P. is een belangrijke getuige van het diaspora-jodendom, op een kruispunt van de godsdienstgeschiedenis. Zijn waarschijnlijk aan de stoici ontleende allegorische uitleg van het OT, vóór hem reeds door Aristobulus en in de brief van Aristeas toegepast, bood hem de mogelijkheid naar een synthese van hellenistische en typisch-joodse elementen te streven. Men neemt veelal aan (o.a. Wolfson) dat het laatste element bij P. overheerst, al blijkt hij weinig contact met de specifiek rabbijnse traditie gehad te hebben. Hij maakt onderscheid tussen geest en letter van de Schrift, tussen de diepe en de uiterlijke zin, maar houdt ondanks zijn allegorische exegese vast aan de historiciteit van de verhalen en aan de letterlijke zin van de rituele voorschriften. Volgens P. mag men de anthropomorfe uitdrukkingen die de Bijbel met betrekking tot God gebruikt niet letterlijk opvatten en evenmin de categorieën van het menselijk denken op God toepassen. Hij verklaart o.a. allegorisch de vier stromen van het paradijs als de vier hoofddeugden en Israei in Egypte ziet hij als de geest in de boeien van de materie.

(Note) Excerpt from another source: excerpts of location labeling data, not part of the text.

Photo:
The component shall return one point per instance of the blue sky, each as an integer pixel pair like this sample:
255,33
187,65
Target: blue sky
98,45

God heeft volgens P. de wereld niet onmiddellijk geschapen maar door middel van de Logos, die hij soms beschrijft als een oerbeeld in Gods gedachten, soms als een persoonlijk wezen, bemiddelaar tussen God en wereld. Het hoogste geluk bestaat volgens P. in de kennis en aanschouwing van God, in de mystieke extase, waartoe men slechts kan komen door onderdrukking van de zinnelijkheid.

(II) Werken. P., die in het grieks schreef, is een goed stilist met een rijk vocabularium en een voortreffelijke kennis van de retorische hulpmiddelen. Zijn taal is dikwijls beeldend. Het grootste gedeelte van zijn omvangrijke oeuvre is bewaard gebleven; het omvat:

1. Verklaringen van de Pentateuch en allegorische commentaren, o.a. Περὶ τὴς κατὰ Μωϋσέα κοσμοποιίας (De opificio), Περὶ τῶν δέκα λογίων ἃ κεφάλαια νόμων εἰσίν (De decalogo), Νόμων ἱερῶν ἀλληγορίαι (Legum allegoriae; een grote allegorische commentaar op Gn, die gedeeltelijk bewaard is, meest in geschriften met afzonderlijke titels).

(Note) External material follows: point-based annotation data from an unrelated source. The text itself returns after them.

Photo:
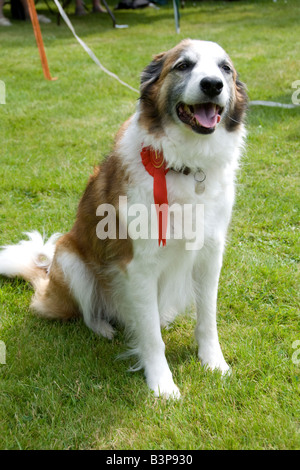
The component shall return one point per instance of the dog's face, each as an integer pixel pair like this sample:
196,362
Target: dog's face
195,86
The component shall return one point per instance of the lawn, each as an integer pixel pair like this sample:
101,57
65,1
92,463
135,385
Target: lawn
61,386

2. Historische en apologetische geschriften, o.a. Εἰς Φλάκκον (In Flaccum), Πρεσβεία πρὸς Γάιον (Legatio ad Gaium), Περὶ βίου θεωρητικοῦ (De vita contemplativa), Ὑποθετικά, waarvan het eerste boek waarschijnlijk getiteld was Περὶ Ἰουδαίων of Ἀπολογία ὑπὲρ Ἰουδαίων (Hypothetica; Apologia pro Iudaeis), Περὶ βίου Μωϋσέως (De Vita Moysis; hierin wordt een ideaalbeeld van de wijze geschilderd).

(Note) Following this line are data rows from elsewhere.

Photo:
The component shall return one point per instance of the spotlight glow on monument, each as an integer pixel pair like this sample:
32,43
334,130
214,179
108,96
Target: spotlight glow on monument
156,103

3. Filosofische tractaten (waarschijnlijk jeugdwerken), o.a. Περὶ ἀφθαρσίας κόσμου (De aeternitate mundi), Περὶ τοῦ πάντα σπουδαῖον εἶναι ἐλεύθερον (Quod omnis probus liber sit), Περὶ προνοίας (De providentia), Ἀλέξανδρος ἢ περὶ τοῦ λόγον ἔχειντὰ ἄλογα ζῷα (Alexander).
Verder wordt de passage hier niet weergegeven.